Wednesday, January 24, 2007

Mystery from Micronesia

We received this note from a physician in Hawaii. Your thoughts will be appreciated.

"Two years ago, I was shown photos of a severe skin condition which afflicted more than 80 persons on the tiny atoll of Satowan in Chuuk. Now, more than 100 persons on Satowan are affected and about 10 on the neighboring atoll of Lekinioch.
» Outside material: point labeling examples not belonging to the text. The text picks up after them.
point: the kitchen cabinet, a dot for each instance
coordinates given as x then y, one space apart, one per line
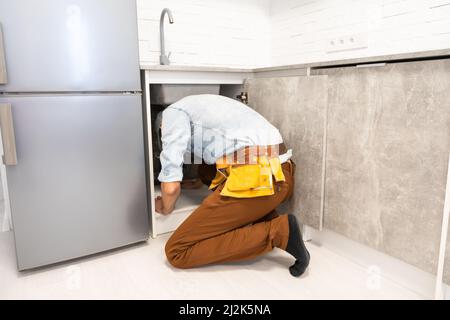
297 106
387 153
2 60
230 81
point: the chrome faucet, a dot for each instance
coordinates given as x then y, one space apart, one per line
164 60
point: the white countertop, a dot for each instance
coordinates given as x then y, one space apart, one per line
364 60
193 68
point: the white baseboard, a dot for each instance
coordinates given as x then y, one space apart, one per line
390 268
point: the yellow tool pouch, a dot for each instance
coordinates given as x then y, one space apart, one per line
249 180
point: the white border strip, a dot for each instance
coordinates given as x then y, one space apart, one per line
439 294
6 224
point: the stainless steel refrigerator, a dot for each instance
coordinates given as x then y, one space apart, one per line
78 186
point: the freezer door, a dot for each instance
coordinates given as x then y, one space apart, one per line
79 184
70 45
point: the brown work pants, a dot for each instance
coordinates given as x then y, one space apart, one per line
225 229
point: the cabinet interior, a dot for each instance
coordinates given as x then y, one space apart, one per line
189 199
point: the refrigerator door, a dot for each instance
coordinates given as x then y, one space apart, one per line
70 45
79 184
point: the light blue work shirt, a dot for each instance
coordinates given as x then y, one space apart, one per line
209 127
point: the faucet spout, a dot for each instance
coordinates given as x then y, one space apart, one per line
164 59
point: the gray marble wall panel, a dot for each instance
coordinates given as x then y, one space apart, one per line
387 153
297 107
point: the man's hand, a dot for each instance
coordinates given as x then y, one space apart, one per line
191 184
170 191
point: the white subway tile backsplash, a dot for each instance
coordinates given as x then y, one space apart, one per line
391 26
207 32
253 33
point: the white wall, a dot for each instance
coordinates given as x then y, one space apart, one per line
253 33
231 33
302 29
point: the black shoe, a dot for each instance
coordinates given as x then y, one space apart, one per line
297 248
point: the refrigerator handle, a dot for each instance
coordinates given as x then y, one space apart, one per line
8 138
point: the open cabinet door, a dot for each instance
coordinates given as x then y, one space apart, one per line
297 106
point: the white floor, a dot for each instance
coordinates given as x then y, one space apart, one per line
141 272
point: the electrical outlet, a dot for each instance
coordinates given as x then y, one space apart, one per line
347 43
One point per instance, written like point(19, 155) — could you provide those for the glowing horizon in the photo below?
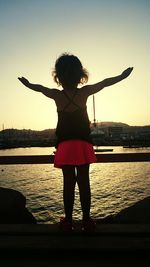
point(107, 36)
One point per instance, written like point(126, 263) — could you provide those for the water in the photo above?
point(114, 186)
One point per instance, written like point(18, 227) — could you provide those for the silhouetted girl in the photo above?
point(74, 145)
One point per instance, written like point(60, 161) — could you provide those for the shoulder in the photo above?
point(51, 93)
point(85, 90)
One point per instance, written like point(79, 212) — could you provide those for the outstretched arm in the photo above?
point(92, 89)
point(39, 88)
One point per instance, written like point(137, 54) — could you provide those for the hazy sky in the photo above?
point(108, 36)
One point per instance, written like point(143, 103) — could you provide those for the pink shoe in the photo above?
point(65, 225)
point(88, 225)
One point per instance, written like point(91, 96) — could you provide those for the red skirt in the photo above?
point(74, 152)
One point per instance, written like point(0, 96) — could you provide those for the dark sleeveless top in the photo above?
point(73, 125)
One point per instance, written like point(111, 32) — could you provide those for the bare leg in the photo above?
point(69, 190)
point(84, 189)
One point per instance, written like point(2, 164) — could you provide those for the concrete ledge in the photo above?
point(48, 238)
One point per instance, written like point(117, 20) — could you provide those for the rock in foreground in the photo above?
point(13, 208)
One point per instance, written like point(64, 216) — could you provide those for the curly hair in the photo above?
point(69, 71)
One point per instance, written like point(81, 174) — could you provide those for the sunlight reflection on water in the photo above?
point(114, 186)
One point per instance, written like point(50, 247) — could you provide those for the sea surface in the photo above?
point(114, 186)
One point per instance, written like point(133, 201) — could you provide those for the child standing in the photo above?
point(74, 145)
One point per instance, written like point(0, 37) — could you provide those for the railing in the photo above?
point(101, 158)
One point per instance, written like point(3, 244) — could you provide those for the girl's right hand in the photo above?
point(24, 81)
point(126, 73)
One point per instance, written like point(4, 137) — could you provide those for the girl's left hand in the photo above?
point(24, 81)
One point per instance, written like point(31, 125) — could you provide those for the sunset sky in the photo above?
point(108, 36)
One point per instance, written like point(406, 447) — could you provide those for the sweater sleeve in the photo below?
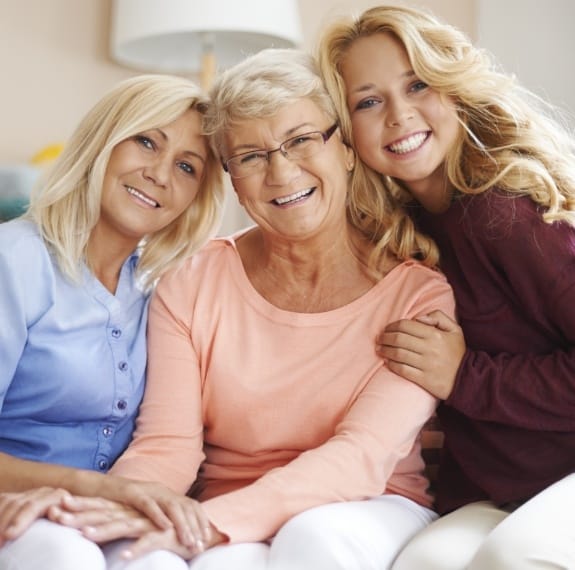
point(531, 388)
point(355, 463)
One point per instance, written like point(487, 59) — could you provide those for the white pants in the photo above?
point(540, 535)
point(363, 535)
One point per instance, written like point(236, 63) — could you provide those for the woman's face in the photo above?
point(402, 127)
point(298, 197)
point(152, 178)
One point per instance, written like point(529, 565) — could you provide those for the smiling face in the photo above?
point(151, 178)
point(292, 199)
point(402, 127)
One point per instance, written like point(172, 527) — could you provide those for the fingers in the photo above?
point(159, 540)
point(116, 529)
point(440, 320)
point(154, 511)
point(19, 510)
point(166, 509)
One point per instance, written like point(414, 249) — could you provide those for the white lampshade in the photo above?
point(173, 35)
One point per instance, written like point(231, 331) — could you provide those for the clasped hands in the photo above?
point(426, 350)
point(152, 514)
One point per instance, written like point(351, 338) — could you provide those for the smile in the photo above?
point(293, 197)
point(142, 197)
point(409, 144)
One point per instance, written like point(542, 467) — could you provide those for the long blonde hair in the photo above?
point(66, 206)
point(509, 138)
point(257, 86)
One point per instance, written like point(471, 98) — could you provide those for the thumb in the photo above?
point(439, 320)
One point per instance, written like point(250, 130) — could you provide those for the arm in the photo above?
point(525, 375)
point(355, 463)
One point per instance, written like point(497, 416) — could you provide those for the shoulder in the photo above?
point(211, 258)
point(421, 288)
point(21, 242)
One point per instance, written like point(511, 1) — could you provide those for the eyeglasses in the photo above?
point(295, 148)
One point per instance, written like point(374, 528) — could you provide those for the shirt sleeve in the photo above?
point(168, 440)
point(529, 390)
point(25, 286)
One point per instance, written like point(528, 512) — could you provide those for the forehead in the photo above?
point(375, 53)
point(289, 120)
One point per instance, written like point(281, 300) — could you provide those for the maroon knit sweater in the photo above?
point(510, 420)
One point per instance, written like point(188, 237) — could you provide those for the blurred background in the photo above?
point(56, 62)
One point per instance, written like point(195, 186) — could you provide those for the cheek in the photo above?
point(366, 136)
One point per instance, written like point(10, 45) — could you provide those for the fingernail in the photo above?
point(127, 554)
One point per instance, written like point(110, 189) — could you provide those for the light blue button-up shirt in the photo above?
point(72, 357)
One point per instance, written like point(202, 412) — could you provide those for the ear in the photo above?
point(349, 158)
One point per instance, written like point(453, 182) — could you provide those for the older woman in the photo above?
point(264, 387)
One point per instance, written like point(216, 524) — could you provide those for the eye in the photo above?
point(250, 157)
point(187, 168)
point(367, 103)
point(145, 141)
point(418, 86)
point(300, 140)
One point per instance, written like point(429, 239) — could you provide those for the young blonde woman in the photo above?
point(135, 191)
point(486, 171)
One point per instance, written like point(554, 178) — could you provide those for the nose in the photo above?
point(280, 170)
point(398, 112)
point(157, 171)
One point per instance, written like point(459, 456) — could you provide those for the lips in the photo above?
point(295, 197)
point(409, 144)
point(141, 196)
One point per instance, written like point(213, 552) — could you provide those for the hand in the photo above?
point(19, 510)
point(167, 540)
point(427, 351)
point(103, 520)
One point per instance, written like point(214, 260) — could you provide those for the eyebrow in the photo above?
point(291, 132)
point(369, 86)
point(188, 153)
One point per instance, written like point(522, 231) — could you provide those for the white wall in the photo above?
point(533, 39)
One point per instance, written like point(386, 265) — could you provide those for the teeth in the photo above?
point(293, 197)
point(141, 196)
point(408, 144)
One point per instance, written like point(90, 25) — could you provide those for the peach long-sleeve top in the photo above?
point(270, 412)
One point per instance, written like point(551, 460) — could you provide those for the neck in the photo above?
point(105, 259)
point(308, 276)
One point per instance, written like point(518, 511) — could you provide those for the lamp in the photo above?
point(176, 36)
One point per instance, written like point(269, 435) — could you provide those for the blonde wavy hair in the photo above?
point(66, 205)
point(272, 78)
point(510, 138)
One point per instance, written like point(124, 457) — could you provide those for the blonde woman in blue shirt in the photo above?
point(135, 190)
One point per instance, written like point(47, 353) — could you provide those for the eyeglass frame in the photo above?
point(325, 135)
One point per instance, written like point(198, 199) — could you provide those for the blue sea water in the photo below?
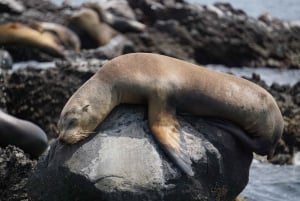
point(266, 182)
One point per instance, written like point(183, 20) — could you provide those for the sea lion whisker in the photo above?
point(146, 78)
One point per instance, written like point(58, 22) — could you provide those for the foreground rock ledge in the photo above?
point(123, 162)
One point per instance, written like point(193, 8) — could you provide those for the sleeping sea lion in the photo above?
point(168, 85)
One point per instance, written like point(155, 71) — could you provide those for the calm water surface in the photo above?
point(267, 182)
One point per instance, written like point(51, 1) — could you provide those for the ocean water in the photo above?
point(282, 9)
point(273, 183)
point(266, 182)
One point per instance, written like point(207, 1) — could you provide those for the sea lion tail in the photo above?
point(165, 128)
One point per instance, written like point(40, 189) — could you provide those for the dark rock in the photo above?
point(15, 168)
point(11, 6)
point(43, 92)
point(123, 162)
point(5, 60)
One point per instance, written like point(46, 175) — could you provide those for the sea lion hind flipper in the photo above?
point(165, 128)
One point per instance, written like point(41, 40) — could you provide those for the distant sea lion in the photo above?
point(23, 134)
point(169, 85)
point(65, 36)
point(119, 23)
point(88, 21)
point(16, 33)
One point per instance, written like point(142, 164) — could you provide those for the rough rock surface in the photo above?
point(15, 167)
point(218, 34)
point(123, 162)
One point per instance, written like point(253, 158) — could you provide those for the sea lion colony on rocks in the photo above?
point(169, 31)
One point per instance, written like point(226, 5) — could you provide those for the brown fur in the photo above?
point(168, 86)
point(88, 21)
point(16, 33)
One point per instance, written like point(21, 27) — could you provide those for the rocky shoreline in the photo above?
point(201, 34)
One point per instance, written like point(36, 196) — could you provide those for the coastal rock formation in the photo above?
point(214, 34)
point(123, 162)
point(15, 167)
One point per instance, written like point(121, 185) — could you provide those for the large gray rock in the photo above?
point(123, 162)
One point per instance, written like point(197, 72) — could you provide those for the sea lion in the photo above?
point(87, 20)
point(169, 85)
point(64, 35)
point(23, 134)
point(120, 23)
point(16, 33)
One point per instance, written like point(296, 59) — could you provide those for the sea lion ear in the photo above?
point(85, 108)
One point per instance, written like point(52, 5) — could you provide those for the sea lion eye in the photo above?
point(85, 108)
point(72, 123)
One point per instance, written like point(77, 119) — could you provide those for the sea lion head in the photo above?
point(76, 122)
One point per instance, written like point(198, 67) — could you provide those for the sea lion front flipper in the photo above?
point(165, 127)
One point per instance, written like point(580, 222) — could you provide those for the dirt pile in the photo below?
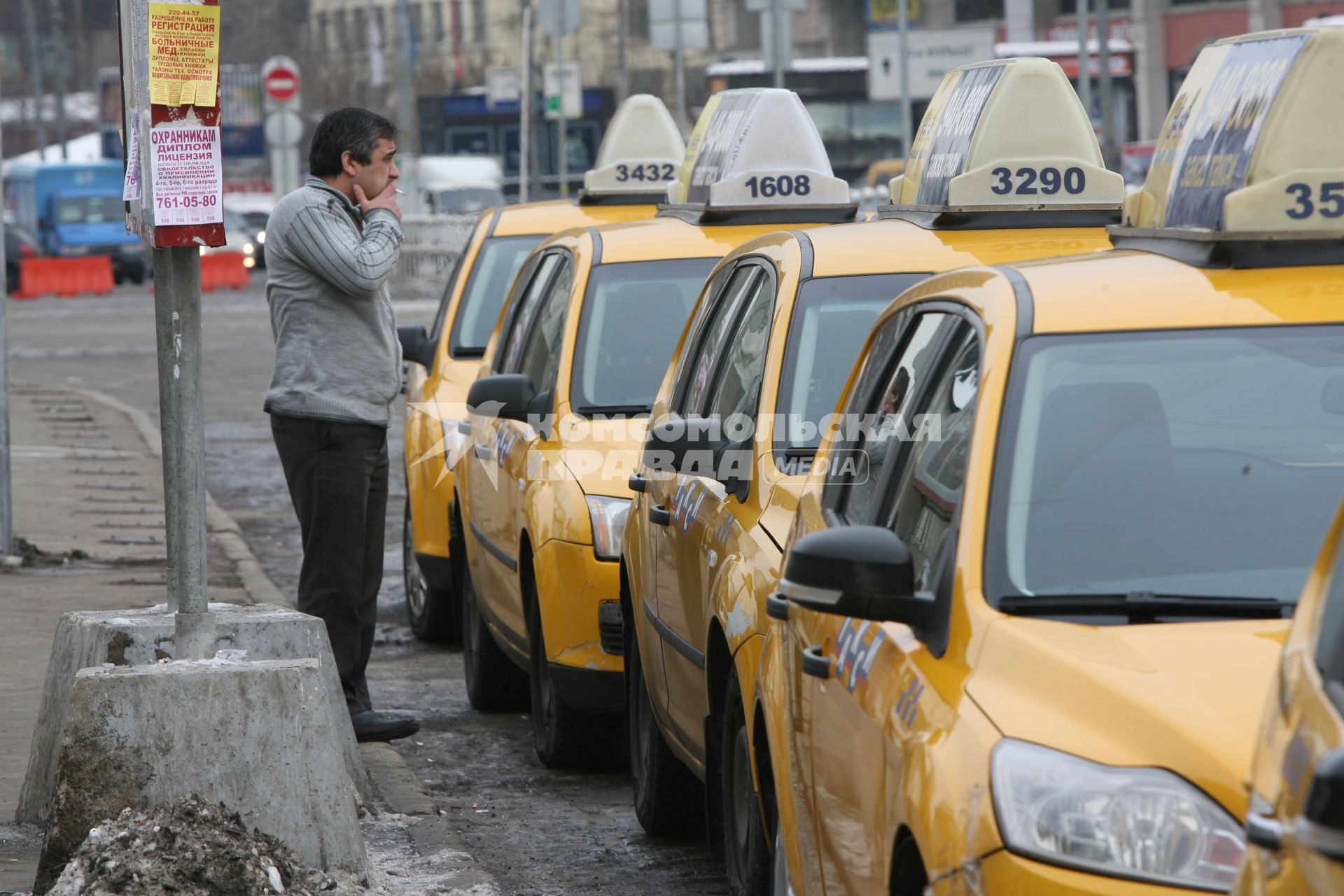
point(188, 848)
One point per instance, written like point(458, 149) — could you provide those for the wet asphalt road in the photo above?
point(536, 830)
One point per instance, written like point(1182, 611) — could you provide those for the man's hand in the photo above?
point(386, 199)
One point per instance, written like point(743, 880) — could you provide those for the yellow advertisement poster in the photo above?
point(183, 54)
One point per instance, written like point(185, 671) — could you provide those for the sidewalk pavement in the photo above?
point(88, 504)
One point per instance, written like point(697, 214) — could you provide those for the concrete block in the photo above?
point(137, 637)
point(257, 736)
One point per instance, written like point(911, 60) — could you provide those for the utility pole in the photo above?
point(906, 118)
point(524, 108)
point(1109, 141)
point(6, 500)
point(1084, 61)
point(59, 64)
point(30, 26)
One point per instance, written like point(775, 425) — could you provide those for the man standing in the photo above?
point(331, 246)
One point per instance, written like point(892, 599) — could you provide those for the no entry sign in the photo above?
point(281, 83)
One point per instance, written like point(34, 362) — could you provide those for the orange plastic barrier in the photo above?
point(65, 277)
point(223, 269)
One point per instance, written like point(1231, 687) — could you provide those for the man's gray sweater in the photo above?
point(336, 349)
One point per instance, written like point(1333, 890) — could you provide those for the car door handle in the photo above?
point(815, 664)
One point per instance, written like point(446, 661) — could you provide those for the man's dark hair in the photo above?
point(350, 130)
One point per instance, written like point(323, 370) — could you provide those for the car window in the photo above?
point(715, 335)
point(521, 317)
point(878, 431)
point(542, 347)
point(738, 381)
point(487, 288)
point(933, 469)
point(831, 318)
point(634, 314)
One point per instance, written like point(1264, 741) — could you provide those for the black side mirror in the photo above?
point(416, 344)
point(511, 397)
point(1322, 827)
point(860, 571)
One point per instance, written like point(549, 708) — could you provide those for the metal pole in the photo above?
point(182, 422)
point(524, 112)
point(30, 26)
point(1084, 61)
point(679, 66)
point(562, 136)
point(1109, 144)
point(622, 29)
point(777, 41)
point(6, 501)
point(906, 118)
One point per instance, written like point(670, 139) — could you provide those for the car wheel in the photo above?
point(435, 613)
point(565, 738)
point(493, 682)
point(668, 799)
point(746, 850)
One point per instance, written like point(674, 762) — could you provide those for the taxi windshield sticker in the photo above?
point(1218, 136)
point(713, 146)
point(942, 152)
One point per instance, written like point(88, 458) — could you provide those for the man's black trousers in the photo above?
point(337, 481)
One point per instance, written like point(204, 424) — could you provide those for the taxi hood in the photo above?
point(603, 454)
point(1187, 697)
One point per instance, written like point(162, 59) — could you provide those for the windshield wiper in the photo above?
point(1145, 605)
point(592, 410)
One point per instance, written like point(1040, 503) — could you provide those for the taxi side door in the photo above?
point(489, 484)
point(858, 676)
point(678, 503)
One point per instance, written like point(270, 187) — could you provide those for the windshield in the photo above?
point(90, 210)
point(487, 288)
point(831, 320)
point(1205, 463)
point(634, 315)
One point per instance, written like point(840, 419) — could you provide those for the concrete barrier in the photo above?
point(255, 736)
point(141, 637)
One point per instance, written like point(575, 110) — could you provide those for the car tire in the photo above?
point(565, 738)
point(435, 613)
point(668, 799)
point(493, 682)
point(746, 848)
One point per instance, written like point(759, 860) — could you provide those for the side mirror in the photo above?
point(416, 344)
point(860, 571)
point(511, 397)
point(1322, 825)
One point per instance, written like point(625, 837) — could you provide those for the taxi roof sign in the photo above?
point(1006, 134)
point(1253, 143)
point(757, 148)
point(640, 152)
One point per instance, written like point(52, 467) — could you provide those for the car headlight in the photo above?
point(608, 526)
point(1145, 824)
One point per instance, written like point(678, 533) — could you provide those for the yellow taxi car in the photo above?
point(640, 152)
point(1296, 818)
point(1032, 603)
point(765, 362)
point(556, 424)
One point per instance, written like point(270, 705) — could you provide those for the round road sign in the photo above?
point(281, 83)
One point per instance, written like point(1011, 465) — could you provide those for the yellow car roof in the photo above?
point(561, 214)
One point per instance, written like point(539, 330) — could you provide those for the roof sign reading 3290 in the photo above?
point(1254, 141)
point(1007, 134)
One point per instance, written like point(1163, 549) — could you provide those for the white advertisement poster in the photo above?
point(187, 175)
point(131, 191)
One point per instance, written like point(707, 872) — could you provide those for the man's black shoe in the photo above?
point(382, 726)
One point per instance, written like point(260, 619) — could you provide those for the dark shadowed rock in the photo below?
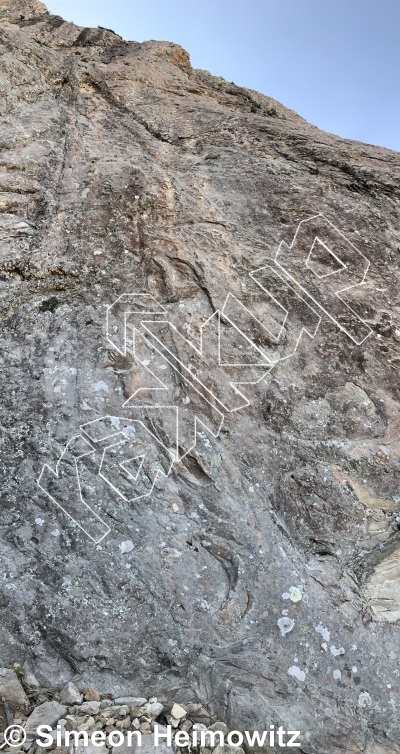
point(125, 171)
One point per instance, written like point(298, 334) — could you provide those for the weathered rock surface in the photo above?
point(12, 690)
point(122, 171)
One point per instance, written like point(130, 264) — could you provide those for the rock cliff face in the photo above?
point(249, 558)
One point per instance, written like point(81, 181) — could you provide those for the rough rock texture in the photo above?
point(124, 170)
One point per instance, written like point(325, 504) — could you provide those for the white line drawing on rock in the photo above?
point(306, 280)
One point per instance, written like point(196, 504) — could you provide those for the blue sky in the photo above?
point(336, 62)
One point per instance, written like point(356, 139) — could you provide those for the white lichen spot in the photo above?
point(101, 386)
point(364, 699)
point(297, 673)
point(126, 546)
point(336, 652)
point(285, 625)
point(320, 629)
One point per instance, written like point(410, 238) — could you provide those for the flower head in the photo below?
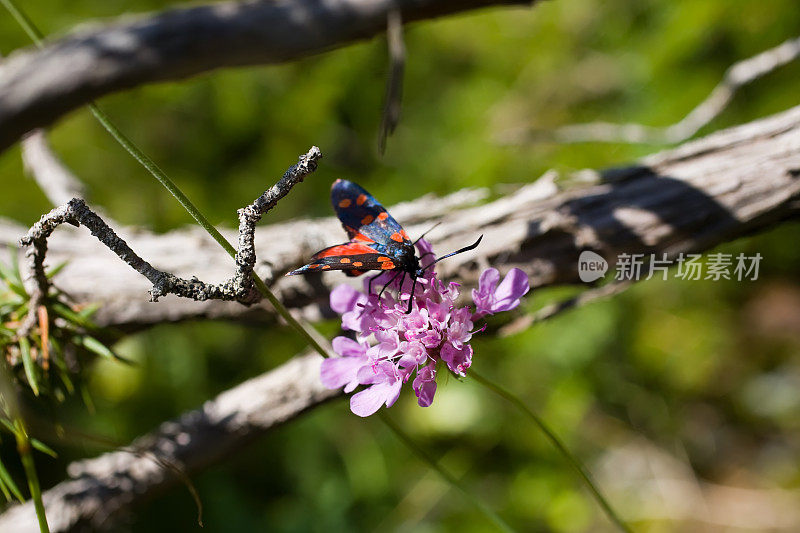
point(393, 345)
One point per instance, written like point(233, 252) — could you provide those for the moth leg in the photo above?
point(390, 282)
point(369, 284)
point(411, 295)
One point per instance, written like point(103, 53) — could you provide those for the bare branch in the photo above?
point(54, 179)
point(706, 192)
point(690, 198)
point(586, 297)
point(737, 75)
point(38, 87)
point(100, 489)
point(240, 287)
point(394, 81)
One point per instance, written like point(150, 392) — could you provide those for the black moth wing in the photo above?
point(363, 217)
point(354, 258)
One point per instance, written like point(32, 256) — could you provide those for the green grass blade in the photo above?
point(449, 478)
point(582, 471)
point(71, 316)
point(27, 362)
point(98, 348)
point(24, 448)
point(11, 279)
point(44, 448)
point(9, 484)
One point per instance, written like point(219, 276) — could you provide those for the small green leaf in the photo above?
point(87, 399)
point(89, 310)
point(7, 276)
point(97, 347)
point(44, 448)
point(27, 362)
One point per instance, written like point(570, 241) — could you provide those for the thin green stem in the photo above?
point(304, 329)
point(449, 478)
point(559, 445)
point(26, 454)
point(22, 19)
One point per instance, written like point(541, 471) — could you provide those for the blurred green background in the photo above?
point(707, 373)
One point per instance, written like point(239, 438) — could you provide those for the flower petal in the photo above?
point(344, 298)
point(368, 401)
point(458, 359)
point(347, 347)
point(336, 372)
point(514, 286)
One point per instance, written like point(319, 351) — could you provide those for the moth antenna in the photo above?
point(426, 232)
point(459, 251)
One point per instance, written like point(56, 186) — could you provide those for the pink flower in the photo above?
point(490, 299)
point(343, 371)
point(393, 345)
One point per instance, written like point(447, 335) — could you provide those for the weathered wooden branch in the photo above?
point(703, 193)
point(240, 287)
point(39, 86)
point(688, 199)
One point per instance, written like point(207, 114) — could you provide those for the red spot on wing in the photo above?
point(352, 248)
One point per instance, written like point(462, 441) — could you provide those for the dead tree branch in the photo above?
point(100, 489)
point(37, 87)
point(240, 287)
point(701, 194)
point(54, 179)
point(691, 198)
point(738, 75)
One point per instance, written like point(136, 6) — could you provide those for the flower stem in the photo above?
point(559, 445)
point(304, 329)
point(25, 453)
point(449, 478)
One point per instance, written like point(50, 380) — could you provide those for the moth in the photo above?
point(377, 240)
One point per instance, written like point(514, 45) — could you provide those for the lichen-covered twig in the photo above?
point(394, 81)
point(53, 177)
point(240, 287)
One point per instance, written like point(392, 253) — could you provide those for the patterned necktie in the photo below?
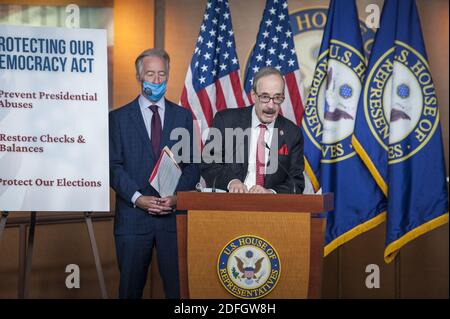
point(156, 130)
point(260, 156)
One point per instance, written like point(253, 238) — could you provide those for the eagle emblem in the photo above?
point(249, 272)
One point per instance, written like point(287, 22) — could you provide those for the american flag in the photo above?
point(275, 47)
point(212, 81)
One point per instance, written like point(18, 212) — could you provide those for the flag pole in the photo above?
point(397, 276)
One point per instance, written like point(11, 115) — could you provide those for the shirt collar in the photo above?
point(144, 103)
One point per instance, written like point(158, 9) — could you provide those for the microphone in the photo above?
point(224, 170)
point(294, 185)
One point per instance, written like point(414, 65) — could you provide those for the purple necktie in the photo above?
point(156, 130)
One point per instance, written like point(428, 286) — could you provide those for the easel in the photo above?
point(29, 252)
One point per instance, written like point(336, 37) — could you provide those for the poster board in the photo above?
point(53, 119)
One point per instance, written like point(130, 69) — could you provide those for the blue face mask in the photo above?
point(153, 92)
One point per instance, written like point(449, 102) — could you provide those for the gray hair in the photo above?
point(263, 72)
point(157, 52)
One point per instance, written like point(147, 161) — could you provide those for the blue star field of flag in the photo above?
point(274, 45)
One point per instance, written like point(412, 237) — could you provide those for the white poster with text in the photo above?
point(53, 119)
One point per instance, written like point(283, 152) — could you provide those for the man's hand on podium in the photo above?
point(156, 206)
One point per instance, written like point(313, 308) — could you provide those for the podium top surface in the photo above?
point(255, 202)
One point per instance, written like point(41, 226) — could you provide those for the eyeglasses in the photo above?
point(265, 98)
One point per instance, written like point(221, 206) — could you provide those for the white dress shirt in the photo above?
point(147, 115)
point(250, 179)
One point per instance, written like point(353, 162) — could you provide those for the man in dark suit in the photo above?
point(266, 153)
point(138, 132)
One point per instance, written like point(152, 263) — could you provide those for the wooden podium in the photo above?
point(292, 224)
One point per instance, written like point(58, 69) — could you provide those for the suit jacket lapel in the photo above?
point(136, 117)
point(169, 117)
point(246, 124)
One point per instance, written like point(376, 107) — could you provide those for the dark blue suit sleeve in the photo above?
point(121, 182)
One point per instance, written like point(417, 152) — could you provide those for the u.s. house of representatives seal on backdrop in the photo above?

Affected persons develop thick, pink plaques, usually on the arms and legs – this appearance resulted in the nickname “Spam.” While the condition is not life-threatening, the people with the condition are sometimes ostracized and made to feel shame and embarrassment. Anecdotally, the plaques are more common in those who work or play outdoors (particularly taro farmers) and may sometimes occur following skin trauma.

The only treatment used on the plaques has been surgical debridement. Dr. Bosco Buliche who practices in Weno, the capital of Chuuk, has seen and photographed cases on Satowan. He has posted 5 cases on the Pacific Island Healthcare Project website (through TAMC), including one with biopsy results, which showed only nonspecific inflammation – we could transport only a fixed specimen, unfortunately. Opinions from various practitioners on the cause of the condition have run the gamut from “island psoriasis” to mycobacterial infection.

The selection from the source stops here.